This paper proposes using user intents in a dynamic model to address implicit data that is missing not at random for recommendation system problems. The technical ideas of this paper seem sound, as does there model evaluation. I find it particularly compelling that the basic version of the proposed model does not outperform all comparison methods, but that the constrained version does—this shows the importance of the constraints proposed in section 4. The notion of temporal dynamics being important for modeling the missing ness mechanism is interesting. The time between ratings can vary (e.g., the time between T and T+1 is different than the time between T+1 and T+2); unless I misunderstood something, it seems like to proposed omen does not take this into account. Rather, it assumes users are interacting with items evenly across time. I think the irregularity in these interaction intervals is an important piece of information that is currently being ignored. The paper is generally well-written, if a bit dense at times—this seems likely due to page limits. I appreciated the honest discussion of efficiency, the narrative to describe the core model concepts intuitively, and the interpretive results. As a domain expert that focuses on recommendation systems, I would refer to this paper in citations and conversation regularly (I currently reference the exposure model quite a bit). The MNAR problem is very important for recommendation systems with implicit data, but a limited amount of work has been done in this space so far. This is a novel approach to this problem—I doubt that many researchers in this area have considered the relationship between temporal dynamics of users and item as related to the MNAR problem, but the experimental results show that this could be a very important factor.

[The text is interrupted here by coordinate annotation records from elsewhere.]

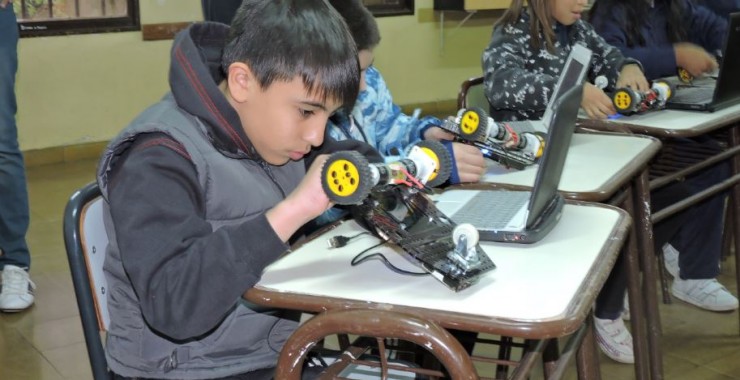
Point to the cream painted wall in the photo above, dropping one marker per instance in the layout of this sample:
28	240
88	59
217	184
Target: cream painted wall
85	88
418	65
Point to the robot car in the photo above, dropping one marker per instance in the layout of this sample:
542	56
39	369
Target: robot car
497	141
628	101
389	199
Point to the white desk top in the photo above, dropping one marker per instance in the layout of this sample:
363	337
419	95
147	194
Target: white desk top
538	282
596	163
673	122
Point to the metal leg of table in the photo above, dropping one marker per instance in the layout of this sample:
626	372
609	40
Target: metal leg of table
587	360
637	311
550	358
644	228
735	204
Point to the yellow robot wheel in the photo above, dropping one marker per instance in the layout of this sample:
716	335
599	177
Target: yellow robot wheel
346	178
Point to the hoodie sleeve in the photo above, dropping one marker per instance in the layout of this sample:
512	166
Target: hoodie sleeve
608	58
391	128
507	82
187	276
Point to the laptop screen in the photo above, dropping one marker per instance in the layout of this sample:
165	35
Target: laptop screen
556	149
573	73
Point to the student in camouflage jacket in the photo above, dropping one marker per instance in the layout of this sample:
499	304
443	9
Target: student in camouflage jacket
527	52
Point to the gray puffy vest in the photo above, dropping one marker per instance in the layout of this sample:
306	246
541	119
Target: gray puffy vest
235	190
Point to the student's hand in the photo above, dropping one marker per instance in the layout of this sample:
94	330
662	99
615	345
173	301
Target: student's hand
694	58
470	162
305	203
631	76
596	103
437	133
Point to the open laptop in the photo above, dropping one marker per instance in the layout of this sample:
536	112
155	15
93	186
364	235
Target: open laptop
573	73
521	216
726	91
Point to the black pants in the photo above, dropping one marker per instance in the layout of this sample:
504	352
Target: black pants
695	232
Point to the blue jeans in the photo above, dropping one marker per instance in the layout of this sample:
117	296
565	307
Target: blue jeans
13	192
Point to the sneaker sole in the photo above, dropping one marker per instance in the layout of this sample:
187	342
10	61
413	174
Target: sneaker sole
684	297
608	354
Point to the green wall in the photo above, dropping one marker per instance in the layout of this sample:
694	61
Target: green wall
85	88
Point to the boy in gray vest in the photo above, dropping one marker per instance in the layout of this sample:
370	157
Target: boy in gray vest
205	188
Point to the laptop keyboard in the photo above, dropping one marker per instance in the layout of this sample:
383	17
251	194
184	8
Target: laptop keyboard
492	210
693	95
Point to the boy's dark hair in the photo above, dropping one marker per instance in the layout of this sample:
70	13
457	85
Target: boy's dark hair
539	21
635	18
282	39
361	23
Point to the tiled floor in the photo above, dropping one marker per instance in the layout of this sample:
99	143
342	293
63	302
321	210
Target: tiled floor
46	342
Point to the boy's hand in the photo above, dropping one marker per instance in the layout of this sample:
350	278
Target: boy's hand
694	58
305	203
631	76
596	103
437	133
470	162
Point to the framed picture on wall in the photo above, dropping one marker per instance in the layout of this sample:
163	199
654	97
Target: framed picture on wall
390	7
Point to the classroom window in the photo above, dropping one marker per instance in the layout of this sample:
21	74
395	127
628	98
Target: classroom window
61	17
390	7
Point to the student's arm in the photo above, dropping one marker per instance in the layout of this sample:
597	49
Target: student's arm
508	85
392	128
187	276
609	61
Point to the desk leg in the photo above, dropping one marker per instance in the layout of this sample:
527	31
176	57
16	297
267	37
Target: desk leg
550	358
644	228
637	311
587	360
735	203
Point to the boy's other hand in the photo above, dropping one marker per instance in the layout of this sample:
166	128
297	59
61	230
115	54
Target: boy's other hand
694	58
470	162
631	76
437	133
305	203
596	103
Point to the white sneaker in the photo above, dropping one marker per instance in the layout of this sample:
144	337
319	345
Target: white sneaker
670	258
614	339
17	289
706	294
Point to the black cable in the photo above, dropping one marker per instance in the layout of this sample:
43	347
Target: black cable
357	260
341	240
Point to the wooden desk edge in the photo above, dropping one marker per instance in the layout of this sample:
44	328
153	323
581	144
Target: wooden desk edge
605	192
568	324
698	130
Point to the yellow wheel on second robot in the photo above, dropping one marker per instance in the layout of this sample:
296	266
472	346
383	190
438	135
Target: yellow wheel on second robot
474	124
346	177
624	100
684	75
469	122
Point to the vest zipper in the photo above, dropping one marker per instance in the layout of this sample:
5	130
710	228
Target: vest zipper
268	171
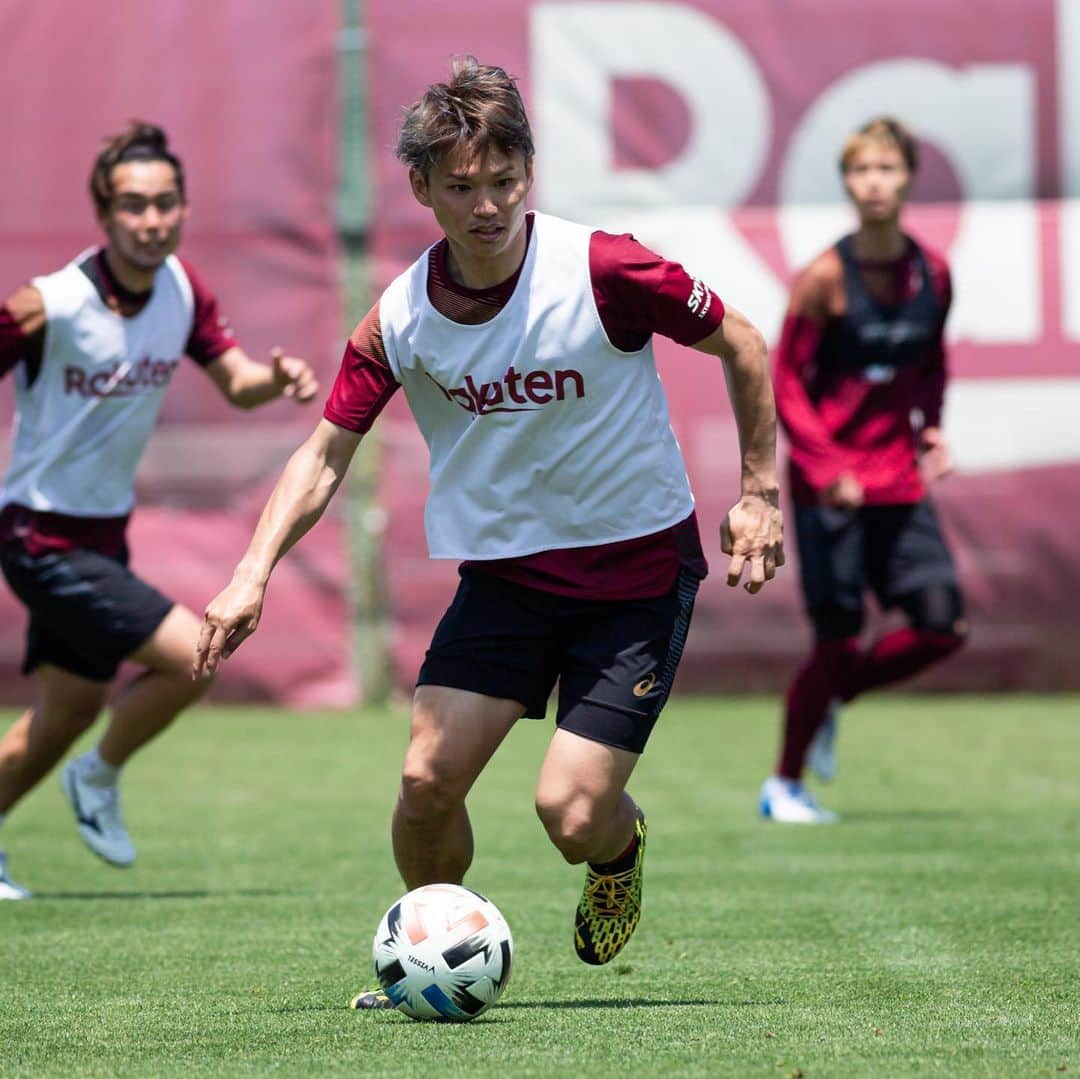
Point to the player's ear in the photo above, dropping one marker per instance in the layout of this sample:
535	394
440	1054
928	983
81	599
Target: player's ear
419	184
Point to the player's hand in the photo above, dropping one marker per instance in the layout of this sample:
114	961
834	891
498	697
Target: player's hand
753	533
846	493
936	459
231	618
294	377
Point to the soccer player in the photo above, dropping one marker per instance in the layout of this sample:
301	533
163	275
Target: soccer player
862	351
524	347
93	348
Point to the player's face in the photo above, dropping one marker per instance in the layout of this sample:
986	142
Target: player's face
878	181
480	204
145	214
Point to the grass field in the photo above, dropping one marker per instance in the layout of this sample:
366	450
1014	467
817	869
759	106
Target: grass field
935	931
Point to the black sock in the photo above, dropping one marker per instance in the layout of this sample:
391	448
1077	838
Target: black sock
621	863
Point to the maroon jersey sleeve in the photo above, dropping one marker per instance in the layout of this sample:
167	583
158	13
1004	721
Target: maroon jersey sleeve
22	331
638	294
364	382
935	371
811	446
211	333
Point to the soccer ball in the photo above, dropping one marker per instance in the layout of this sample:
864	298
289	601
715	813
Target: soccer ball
443	952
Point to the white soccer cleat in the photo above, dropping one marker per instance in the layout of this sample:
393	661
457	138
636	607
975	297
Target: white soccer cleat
8	887
788	801
821	755
97	816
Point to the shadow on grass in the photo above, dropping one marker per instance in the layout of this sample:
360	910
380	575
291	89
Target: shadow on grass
196	893
493	1016
639	1003
891	816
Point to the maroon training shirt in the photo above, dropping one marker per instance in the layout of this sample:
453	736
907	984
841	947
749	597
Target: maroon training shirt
637	294
836	418
23	340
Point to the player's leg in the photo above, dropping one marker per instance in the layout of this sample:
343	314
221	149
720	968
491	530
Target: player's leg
582	800
620	664
910	569
831	564
35	742
490	662
149	703
453	736
140	712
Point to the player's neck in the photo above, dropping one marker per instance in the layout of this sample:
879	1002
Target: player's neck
132	279
478	273
879	242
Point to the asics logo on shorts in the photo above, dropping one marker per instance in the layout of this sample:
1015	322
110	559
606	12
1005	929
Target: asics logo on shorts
645	685
515	392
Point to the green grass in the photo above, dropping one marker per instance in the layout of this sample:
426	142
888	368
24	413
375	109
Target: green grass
935	931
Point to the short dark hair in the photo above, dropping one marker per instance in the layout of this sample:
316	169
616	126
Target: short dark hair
478	107
882	130
137	142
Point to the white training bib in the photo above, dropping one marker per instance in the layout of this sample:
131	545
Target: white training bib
82	425
542	434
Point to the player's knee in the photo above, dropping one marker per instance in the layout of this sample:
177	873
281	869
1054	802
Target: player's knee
570	826
427	792
939	609
834	622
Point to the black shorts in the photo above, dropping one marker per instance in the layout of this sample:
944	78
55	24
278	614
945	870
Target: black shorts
615	661
88	611
893	551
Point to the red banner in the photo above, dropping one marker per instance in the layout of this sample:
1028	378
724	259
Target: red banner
248	96
711	130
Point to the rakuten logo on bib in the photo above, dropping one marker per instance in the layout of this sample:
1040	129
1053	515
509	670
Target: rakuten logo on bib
515	392
120	380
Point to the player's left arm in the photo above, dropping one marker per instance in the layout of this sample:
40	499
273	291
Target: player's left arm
934	452
639	293
247	383
242	380
753	530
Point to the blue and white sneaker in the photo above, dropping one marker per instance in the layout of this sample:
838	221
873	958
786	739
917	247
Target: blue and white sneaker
8	887
821	755
788	801
97	817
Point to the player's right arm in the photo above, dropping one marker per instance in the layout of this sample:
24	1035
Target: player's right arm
809	442
363	387
299	498
22	326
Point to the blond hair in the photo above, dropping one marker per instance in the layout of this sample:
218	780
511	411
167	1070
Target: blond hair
881	130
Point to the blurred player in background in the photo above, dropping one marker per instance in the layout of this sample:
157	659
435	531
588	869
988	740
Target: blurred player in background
862	352
524	346
93	348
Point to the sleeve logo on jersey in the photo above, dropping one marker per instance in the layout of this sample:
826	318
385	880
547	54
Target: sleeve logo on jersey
121	379
701	299
514	392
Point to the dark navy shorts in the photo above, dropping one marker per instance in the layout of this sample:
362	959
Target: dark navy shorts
893	551
615	661
88	611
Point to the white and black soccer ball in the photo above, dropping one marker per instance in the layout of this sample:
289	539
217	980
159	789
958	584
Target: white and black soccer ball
443	952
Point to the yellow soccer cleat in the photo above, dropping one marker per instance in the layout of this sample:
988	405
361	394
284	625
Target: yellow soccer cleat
610	907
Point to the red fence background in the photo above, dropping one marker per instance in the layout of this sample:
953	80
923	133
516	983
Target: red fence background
709	127
711	130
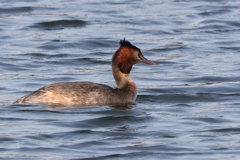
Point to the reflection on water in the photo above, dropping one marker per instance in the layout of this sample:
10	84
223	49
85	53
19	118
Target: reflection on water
187	105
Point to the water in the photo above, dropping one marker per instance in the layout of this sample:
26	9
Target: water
188	106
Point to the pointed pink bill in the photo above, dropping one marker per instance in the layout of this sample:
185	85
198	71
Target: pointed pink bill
144	60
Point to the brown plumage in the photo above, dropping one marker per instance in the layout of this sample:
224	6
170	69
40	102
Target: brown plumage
88	93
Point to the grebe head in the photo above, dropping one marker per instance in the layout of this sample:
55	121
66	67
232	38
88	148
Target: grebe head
128	55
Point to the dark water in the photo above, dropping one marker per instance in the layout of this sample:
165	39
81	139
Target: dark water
188	106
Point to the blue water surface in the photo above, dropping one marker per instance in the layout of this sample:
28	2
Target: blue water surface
188	106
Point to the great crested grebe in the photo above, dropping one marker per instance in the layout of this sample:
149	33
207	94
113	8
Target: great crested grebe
88	93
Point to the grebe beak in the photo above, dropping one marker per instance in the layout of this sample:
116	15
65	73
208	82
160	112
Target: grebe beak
144	60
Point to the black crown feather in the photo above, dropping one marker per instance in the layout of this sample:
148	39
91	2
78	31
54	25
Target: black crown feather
125	43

This paper consider the classical problem of matrix completion in collaborative filtering when the data is MNAR -- i.e. with observational data. This problem has already been study (see [1] for instance) and a key problem to handle the bias is to infer the underlying probability of examinations (propensities). Where the previous studies try to predict one static propensity for each user-item pair, this paper proposes to condition these propensities on the sequence of ratings done by the user when such information is available. So they try to model the dynamics of the probability of examination in opposition to other sequential methods such as RNN for reco which aim at modelling the dynamics of the user preferences (when assumed non-stationary). I find the idea of the paper interesting as I feel it answers to a real problem. The proposed approach using a HMM (+MF for scalability) is credible and proposes a good first solution. The experiments are done on popular datasets and prove good performance against the baselines. I especially appreciated the second part of the experimental section where the authors inspect the robustness of their model w.r.t. several parameters (nb of user intent, weight of the constraints). Then, some improvements on the methods would still be required for it to scale to industry-size recommender systems, but the datasets used in experiments are still reasonable. There are still several things that could be improved: - Due to the large amount of notation, the papers is sometimes a bit hard to follow, - The section 4 about constraints on items could benefit from being more developed as it is the part that makes the difference in the experiments - I would be interesting to have more insights on the link with causality from observational data. [1] Modeling user exposure in recommendation, Liang et al.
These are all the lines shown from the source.